In the novel, the idyllic Devon School serves as a microcosm of the larger war at hand. Devon, a remote New England prep school in the woods of New Hampshire, could be viewed by some as the farthest thing from the rat-infested foxholes or the blood-spattered beaches of the second World War. However, Knowles elucidates a harsh reality: war claims all. Earth’s green pastures and sandy beaches are turned to muck and mud and alluvial gravesites for disinterred youth. Nothing can escape the air of war once its clouds have blocked any hint of sun. And in war, there are no rules: human turns on human and does the unthinkable of killing one another. Is it out of moral duty? Is it out of pride? A will to win? Regardless, the war forces humanity to the edge of the abyss and often over the cliff.

Both Gene and Finny gaze over this abyss on the tree limb at Devon, when Gene, fogged by the war, shakes the limb and leaves his friend to fall, eventually leading to Finny’s death.
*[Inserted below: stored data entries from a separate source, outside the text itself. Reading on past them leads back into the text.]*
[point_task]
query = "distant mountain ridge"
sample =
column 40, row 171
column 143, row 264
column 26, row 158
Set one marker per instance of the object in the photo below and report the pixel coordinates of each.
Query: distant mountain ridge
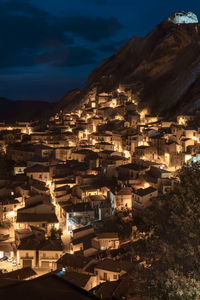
column 22, row 110
column 162, row 69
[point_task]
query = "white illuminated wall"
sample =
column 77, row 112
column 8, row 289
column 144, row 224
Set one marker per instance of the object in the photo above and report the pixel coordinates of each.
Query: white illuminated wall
column 183, row 18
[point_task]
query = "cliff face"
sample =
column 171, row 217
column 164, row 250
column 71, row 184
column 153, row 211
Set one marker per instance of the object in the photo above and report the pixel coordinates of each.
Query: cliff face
column 162, row 69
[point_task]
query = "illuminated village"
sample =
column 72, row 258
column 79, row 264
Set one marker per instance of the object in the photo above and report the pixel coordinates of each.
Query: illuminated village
column 72, row 174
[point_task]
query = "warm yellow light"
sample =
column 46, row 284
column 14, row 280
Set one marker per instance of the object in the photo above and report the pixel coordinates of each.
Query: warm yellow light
column 146, row 185
column 127, row 154
column 188, row 157
column 11, row 214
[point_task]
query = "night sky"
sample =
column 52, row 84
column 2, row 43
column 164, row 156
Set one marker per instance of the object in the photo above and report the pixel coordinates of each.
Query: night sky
column 50, row 46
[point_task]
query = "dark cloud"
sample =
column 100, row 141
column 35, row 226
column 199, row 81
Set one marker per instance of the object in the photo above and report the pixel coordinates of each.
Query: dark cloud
column 92, row 29
column 69, row 57
column 112, row 47
column 27, row 31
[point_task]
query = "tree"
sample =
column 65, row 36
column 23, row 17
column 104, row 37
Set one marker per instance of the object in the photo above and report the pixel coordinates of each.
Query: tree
column 174, row 246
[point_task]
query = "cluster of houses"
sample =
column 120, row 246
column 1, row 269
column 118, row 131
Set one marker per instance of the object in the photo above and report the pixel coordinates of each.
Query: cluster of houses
column 76, row 170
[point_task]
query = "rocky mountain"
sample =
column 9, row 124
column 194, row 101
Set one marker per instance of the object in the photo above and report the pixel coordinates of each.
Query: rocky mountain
column 162, row 69
column 24, row 110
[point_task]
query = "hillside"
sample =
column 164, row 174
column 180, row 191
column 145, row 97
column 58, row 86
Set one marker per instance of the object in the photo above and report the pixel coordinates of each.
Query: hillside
column 162, row 69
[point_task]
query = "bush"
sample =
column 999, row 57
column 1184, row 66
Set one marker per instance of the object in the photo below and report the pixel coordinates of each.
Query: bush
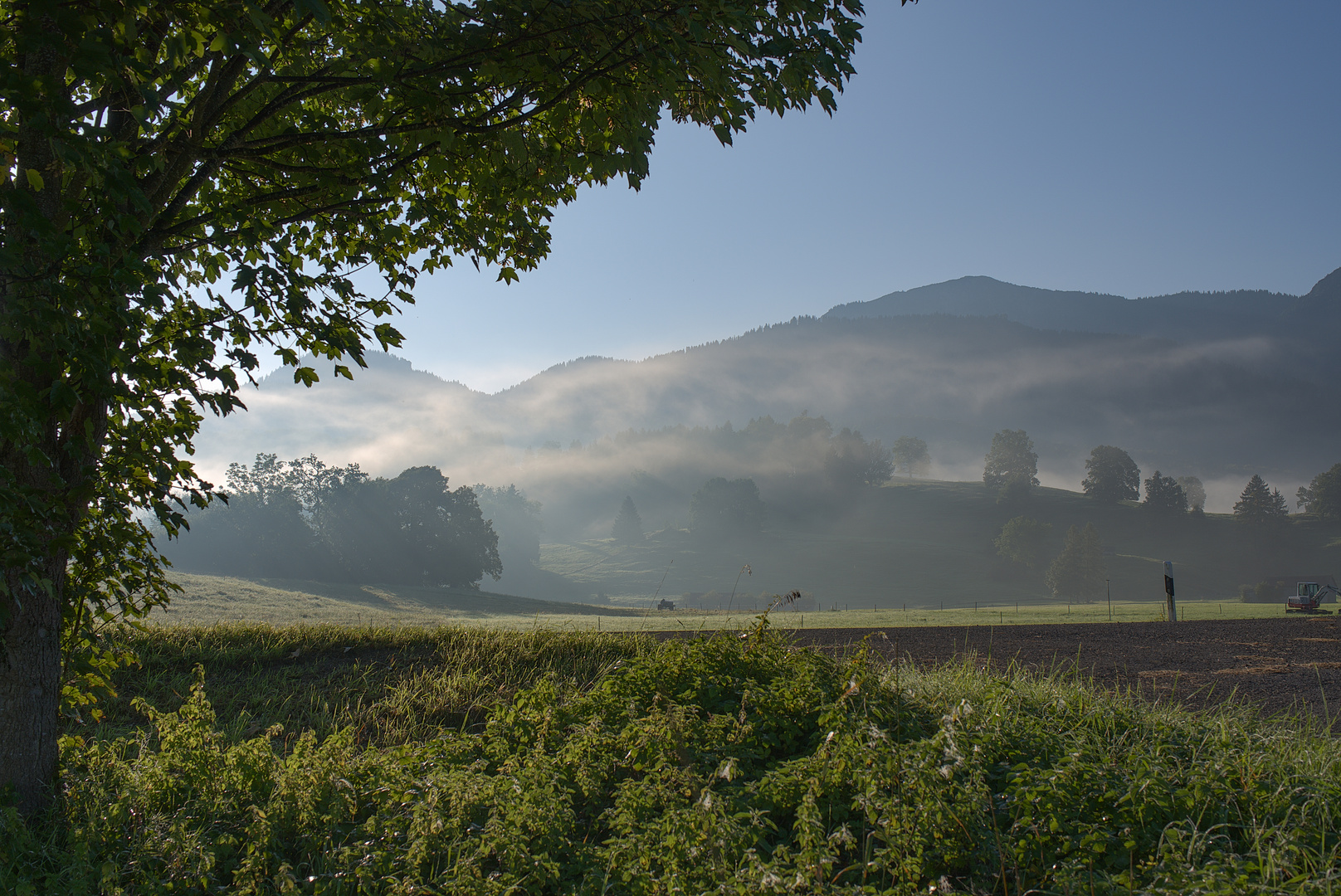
column 718, row 765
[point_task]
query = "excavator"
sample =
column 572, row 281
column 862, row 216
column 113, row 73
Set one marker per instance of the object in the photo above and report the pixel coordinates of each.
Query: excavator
column 1309, row 597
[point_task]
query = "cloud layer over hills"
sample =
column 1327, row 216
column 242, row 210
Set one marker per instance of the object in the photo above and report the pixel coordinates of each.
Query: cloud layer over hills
column 1217, row 385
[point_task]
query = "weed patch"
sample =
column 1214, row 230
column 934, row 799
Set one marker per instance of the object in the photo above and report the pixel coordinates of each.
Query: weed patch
column 716, row 765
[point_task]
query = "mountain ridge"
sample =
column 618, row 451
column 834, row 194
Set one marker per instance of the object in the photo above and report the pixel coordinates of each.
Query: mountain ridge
column 1183, row 317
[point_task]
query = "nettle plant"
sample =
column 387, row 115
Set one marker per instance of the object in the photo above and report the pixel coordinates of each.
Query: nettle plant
column 715, row 765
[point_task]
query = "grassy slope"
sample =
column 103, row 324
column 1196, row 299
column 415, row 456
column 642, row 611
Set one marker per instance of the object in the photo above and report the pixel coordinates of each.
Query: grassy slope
column 925, row 542
column 920, row 545
column 215, row 598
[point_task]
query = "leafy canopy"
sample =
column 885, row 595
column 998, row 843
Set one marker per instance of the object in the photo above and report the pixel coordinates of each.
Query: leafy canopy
column 911, row 456
column 1323, row 495
column 1010, row 458
column 1164, row 495
column 1110, row 475
column 1079, row 572
column 1022, row 541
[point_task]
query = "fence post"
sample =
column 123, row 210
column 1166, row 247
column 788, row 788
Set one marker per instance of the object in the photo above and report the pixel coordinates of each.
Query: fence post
column 1168, row 591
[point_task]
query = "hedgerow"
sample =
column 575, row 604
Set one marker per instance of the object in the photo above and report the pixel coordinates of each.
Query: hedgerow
column 724, row 765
It was as if the boys of Devon could not escape the inevitable casualties that would surround them; they could never separate themselves from the world in chaos, no matter how remote their idyllic prep school might be.
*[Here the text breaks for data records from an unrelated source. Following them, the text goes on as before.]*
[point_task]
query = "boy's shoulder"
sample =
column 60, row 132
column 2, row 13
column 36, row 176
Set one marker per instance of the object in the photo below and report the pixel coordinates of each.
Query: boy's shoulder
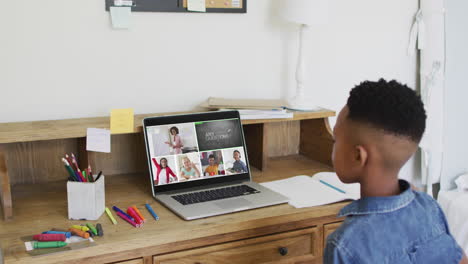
column 388, row 228
column 418, row 207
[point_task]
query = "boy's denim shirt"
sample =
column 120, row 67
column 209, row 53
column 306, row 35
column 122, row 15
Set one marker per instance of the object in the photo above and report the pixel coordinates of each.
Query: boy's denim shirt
column 406, row 228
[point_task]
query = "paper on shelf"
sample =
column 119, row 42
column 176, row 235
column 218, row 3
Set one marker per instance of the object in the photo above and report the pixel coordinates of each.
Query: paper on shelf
column 122, row 121
column 120, row 16
column 98, row 140
column 306, row 191
column 196, row 5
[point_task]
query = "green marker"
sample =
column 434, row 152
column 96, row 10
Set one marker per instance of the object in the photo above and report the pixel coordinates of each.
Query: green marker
column 51, row 244
column 92, row 228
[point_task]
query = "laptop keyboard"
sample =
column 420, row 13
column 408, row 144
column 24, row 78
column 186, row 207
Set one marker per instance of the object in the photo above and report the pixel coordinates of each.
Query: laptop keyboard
column 215, row 194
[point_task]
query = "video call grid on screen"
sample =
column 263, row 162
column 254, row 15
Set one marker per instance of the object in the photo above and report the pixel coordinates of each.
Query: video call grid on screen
column 196, row 150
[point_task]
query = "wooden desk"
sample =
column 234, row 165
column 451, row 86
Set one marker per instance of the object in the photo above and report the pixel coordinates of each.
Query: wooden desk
column 30, row 152
column 32, row 184
column 253, row 236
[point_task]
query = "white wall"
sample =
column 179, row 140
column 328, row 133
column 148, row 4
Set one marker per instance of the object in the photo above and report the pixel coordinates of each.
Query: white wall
column 456, row 93
column 61, row 59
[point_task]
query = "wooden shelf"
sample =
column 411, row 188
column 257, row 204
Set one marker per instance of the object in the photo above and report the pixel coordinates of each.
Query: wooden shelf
column 76, row 128
column 39, row 207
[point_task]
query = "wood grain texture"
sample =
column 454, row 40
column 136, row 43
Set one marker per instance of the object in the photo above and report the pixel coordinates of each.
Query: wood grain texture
column 37, row 162
column 316, row 140
column 5, row 189
column 76, row 128
column 256, row 142
column 330, row 228
column 283, row 138
column 39, row 207
column 303, row 242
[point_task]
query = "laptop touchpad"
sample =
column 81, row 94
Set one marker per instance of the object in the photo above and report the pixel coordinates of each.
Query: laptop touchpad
column 234, row 203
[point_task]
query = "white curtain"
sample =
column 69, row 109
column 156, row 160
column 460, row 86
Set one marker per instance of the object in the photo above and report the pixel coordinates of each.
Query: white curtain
column 428, row 35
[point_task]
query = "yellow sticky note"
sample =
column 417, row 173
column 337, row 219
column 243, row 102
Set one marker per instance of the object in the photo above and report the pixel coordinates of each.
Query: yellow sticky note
column 122, row 121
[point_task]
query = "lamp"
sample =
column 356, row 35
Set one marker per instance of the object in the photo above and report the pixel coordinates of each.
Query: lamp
column 305, row 13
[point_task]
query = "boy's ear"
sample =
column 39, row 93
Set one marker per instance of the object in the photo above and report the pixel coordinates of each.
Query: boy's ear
column 361, row 155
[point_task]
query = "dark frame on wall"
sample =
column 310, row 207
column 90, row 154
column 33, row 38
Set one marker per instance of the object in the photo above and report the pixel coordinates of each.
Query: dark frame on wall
column 180, row 6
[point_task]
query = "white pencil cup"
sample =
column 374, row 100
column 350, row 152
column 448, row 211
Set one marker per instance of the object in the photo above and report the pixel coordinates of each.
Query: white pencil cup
column 86, row 200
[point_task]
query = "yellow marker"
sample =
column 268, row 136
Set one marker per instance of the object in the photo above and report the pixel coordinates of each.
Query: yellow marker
column 139, row 214
column 82, row 228
column 122, row 121
column 108, row 212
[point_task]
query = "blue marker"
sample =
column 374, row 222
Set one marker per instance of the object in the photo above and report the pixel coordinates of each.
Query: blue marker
column 156, row 217
column 333, row 187
column 67, row 234
column 122, row 212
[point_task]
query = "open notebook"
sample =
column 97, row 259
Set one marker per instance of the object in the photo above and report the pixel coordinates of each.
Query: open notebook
column 306, row 191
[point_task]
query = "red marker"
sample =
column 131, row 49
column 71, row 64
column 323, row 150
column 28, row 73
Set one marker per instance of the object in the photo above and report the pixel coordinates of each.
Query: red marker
column 49, row 237
column 135, row 216
column 127, row 219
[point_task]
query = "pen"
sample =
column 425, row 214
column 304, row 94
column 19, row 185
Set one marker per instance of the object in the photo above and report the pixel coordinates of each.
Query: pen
column 69, row 169
column 333, row 187
column 90, row 173
column 139, row 214
column 156, row 217
column 117, row 210
column 99, row 175
column 77, row 168
column 108, row 212
column 124, row 217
Early in the novel, the boys think they are the invincible ones, boasting grand tales about enlisting and fighting for glory. When their classmate the meek Leper enlists, the boys share legends of his glorious travels and triumphs throughout the war, not knowing how poorly scarred Leper has become. It is only when the boys see Leper again that they begin to turn away from the horrors of war–the bold and brash Brinker elects to enroll in the Coast Guard; Gene opts for the Navy Reserve. Neither of these boys seeks the glorious frontlines any longer, regardless of the Brinker’s father’s exhortations to seek “war stories.” But this is not a story any longer–the boys cannot separate the fiction of the past from the reality of the present. They must clear the clouds and face the war at hand before it claims them too.